Wir schreiben das Jahr 2012 – der deutsche Floorball steht am Anfang eines wichtigen und historischen Jahrzehnts. Die Ambition und Euphorie im deutschen Floorballland ist groß. Floorball sollte sich aufmachen wichtige Meilensteinen zu erreichen, von denen die Szene Jahre zuvor nur zu träumen wagte – Aufnahme in den DOSB (2014), Platzierung in den Top-4 bei einer Herren WM (2012) und die Einstellung des ersten hauptamtlichen Mitarbeiters im Verband (2014) – mittlerweile sind es vier. All dies ist dank viel Leidenschaft, Herzblut und wachsender Professionalisierung geglückt. Mittlerweile verfügt der Floorballsport in Deutschland über einen großen nationalen Spielbetrieb mit 42 Teams, ein spektakuläres, jährliches Final4 Event in Berlin, einen eigenen Leistungsstützpunkt für die Nationalteams, zahlreiche Livestreams von nationalen Liga- und Pokalspielen und die ersten in Deutschland geborenen und ausgebildeten Floorballer, die es in die Schwedische SSL geschafft haben. (ZDF Beitrag über die Gebrüder Heins)

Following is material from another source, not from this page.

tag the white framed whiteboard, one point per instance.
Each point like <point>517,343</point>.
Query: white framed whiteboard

Man sollte also meinen es ist alles in Butter und unser geliebter Sport entwickelt sich prächtig. Leider ist das nur die eine Sicht auf die Floorballentwicklung. Aus anderer Perspektive tritt der Floorballsport seit einigen Jahren auf der Stelle. Während versucht wird den Spitzenbereich immer weiter zu professionalisieren (Nationalteams und Bundesligen) findet in der Breite kaum noch Entwicklung statt. Die positiven Mitgliederentwicklungen aus dem ersten Jahrzehnt des Jahrtausends können nicht mehr erreicht werden. Die Vereine, die am Herren und Damen Großfeld-Spielbetrieb teilnehmen stagnieren seit vielen Jahren. Floorballentwicklung in der Breite findet leider hauptsächlich nur noch in einigen Teilen des Landes und wenigen Vereinen statt.
In der Rangliste (Stand 2022) der Sportverbände im DOSB rangiert Floorball auf Platz 55 (Mitglieder 12.589), hinter Verbände wie Cheerleading (Platz 46; Mitglieder 21.075) oder dem Bundesverband Deutscher Kraftdreikämpfer (Platz 53, Mitglieder 16.875).
Was ist das Ergebnis dieser gegenteiligen Entwicklung in Spitze und Breite?
Wir verlangen im Rahmen zunehmender Professionalisierung den Spielern und Vereinen, die im Spitzenbereich dabei sein wollen immer mehr ab. Nationalspieler sollen 4 – 6 Trainings die Woche absolvieren – davon mindestens drei in der Halle. Sie sollen dem Sport so weit möglich alles unter ordnen – auch wenn dies Umzüge oder sehr lange Fahrtwege zum Training voraussetzt. Die Mannschaften der Bundesligen absolvieren immer mehr Spiele und reisen immer weiter, um den steigenden Ansprüchen gerecht zu werden.
All dies ist natürlich erstrebens- und wünschenswert, doch wäre diese Entwicklung deutlich gesünder, wenn diese durch einen Druck aus der Breite entstehen würden. Wenn also immer mehr Vereine die Ambition hegten in den 1. und 2. Bundesligen zu spielen, die aus den etlichen Regionalligen hervorgingen. Regionalligen, die sich den Namen verdienen, aus einem dutzend Teams bestünden und ebenfalls von ambitionierten Verbandsligen dem sportlichen Wettbewerb ausgesetzt wären. Wenn daraus tatsächlich Regionalligameisterschaften nötig wären, um die Aufsteiger in die 2. Bundesliga zu ermitteln und aus diesen ausreichend Teams in die 1. Bundesliga aufsteigen wollten. Wie wir alle wissen sind wir davon jedoch mangels Teams und Vereinen weit entfernt.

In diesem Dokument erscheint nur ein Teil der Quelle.